KUALA LUMPUR: At a time when green lungs in urban areas are being threatened by rapid development, the Bukit Kiara park is sadly no exception.

Major stakeholders in one of the few green lungs here have cried foul over the delay in gazetting the 189ha park as a forest reserve.

Concerned citizens, who call themselves Friends of Bukit Kiara (FoBK), have been let down multiple times on the matter.

Its president Tan Sri Dr Salleh Mohd Nor said in the 1990s, the government had plans to turn the area into the first botanical garden in Malaysia, much like London’s Hyde Park.

“When I was the director of Forest Research Institute Malaysia, the government spent more than RM4 million for consultation and planning efforts but, unfortunately, the plans did not come to fruition.

“Instead, the area saw the establishment of a golf club,” he told the New Straits Times.

Salleh said in 2007, the cabinet gave its approval to turn the park into a Large Scale Public Park (TABB).

“Land prices have been increasing and people are greedy when it comes to owning land. They prefer to see high-rise buildings instead of trees.”
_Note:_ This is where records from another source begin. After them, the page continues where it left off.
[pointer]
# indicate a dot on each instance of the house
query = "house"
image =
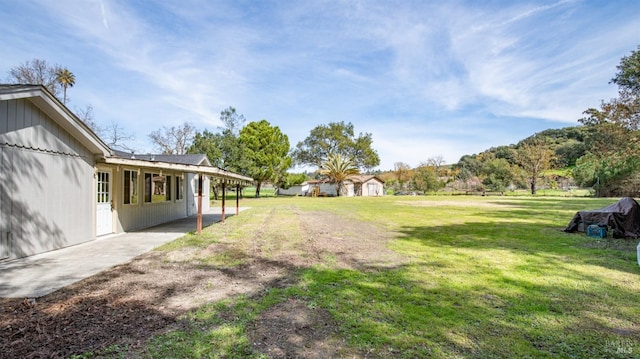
(364, 185)
(355, 185)
(61, 185)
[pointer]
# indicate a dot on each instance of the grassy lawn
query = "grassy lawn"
(485, 277)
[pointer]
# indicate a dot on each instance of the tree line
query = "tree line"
(256, 149)
(601, 152)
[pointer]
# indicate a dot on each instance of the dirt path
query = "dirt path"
(131, 302)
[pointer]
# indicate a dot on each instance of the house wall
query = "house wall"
(192, 194)
(291, 191)
(131, 217)
(46, 183)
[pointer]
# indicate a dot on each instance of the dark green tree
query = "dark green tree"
(338, 169)
(425, 178)
(266, 150)
(223, 148)
(613, 159)
(336, 138)
(534, 156)
(36, 72)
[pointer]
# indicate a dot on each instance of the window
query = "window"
(179, 188)
(130, 187)
(157, 188)
(168, 188)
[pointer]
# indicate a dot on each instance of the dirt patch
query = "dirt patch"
(128, 304)
(293, 330)
(492, 204)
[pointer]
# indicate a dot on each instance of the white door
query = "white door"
(104, 213)
(373, 189)
(5, 204)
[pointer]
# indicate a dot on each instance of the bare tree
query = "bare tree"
(401, 171)
(173, 140)
(37, 72)
(115, 136)
(534, 156)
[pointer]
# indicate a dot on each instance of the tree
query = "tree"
(66, 79)
(173, 140)
(338, 168)
(86, 115)
(36, 72)
(534, 156)
(401, 172)
(223, 148)
(426, 178)
(266, 149)
(612, 160)
(116, 137)
(628, 76)
(336, 138)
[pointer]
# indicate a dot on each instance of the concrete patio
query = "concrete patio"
(39, 275)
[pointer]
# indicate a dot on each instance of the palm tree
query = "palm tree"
(66, 79)
(338, 169)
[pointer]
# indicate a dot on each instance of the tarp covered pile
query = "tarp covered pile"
(622, 217)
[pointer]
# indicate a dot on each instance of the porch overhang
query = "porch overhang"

The problem, Salleh said, was because the area had not been gazetted.

He said the National Landscape Department (NLD) had taken steps to care for the park but this did not mean that it would be safe from development.

“Within nine years after the park was turned into a TABB, NLD built canopies, improved the joggers’ trail and drainage system.

“Without the park being gazetted, it belongs to the state and people can still apply to get parcels of land. I heard recently that there are more development plans in the Kiara Valley (the northern part of the area).

“This should not be allowed because the land was privately owned but acquired by the government for public, not commercial, use.”

Salleh said if the land was developed, the city would lose more of its green lung.

“This can cause many wild animals to stray into people’s homes.

“These are the dangers that we cannot see immediately.”

Trails Association Of Kuala Lumpur and Selangor (Traks), a group instrumental in opening up the jungle trails, is another major stakeholder.

Its president Julian Gomez said they had observed several massive land clearing exercises in the vicinity over the past few years.

In October 2013, Traks members saw land clearing taking place for a bungalow project.

“We were told that the people involved were compounded. However, the massive land mass has been, until today, left as it is.

“If you walk to the hill top, you can see between 50 and 100 big trees blatantly cut without any supervision,” he said.

“Traks members have seen heavy machinery clearing the original trail and rubber trees,” he said.

Gomez said the way the project works were carried out had raised concern.

“The soil sampling works may affect the pristine rivers running through the trails.

“When the machinery came in, we saw a lot of soil washed down the streams. We saw this last December and in December 2014,” he said.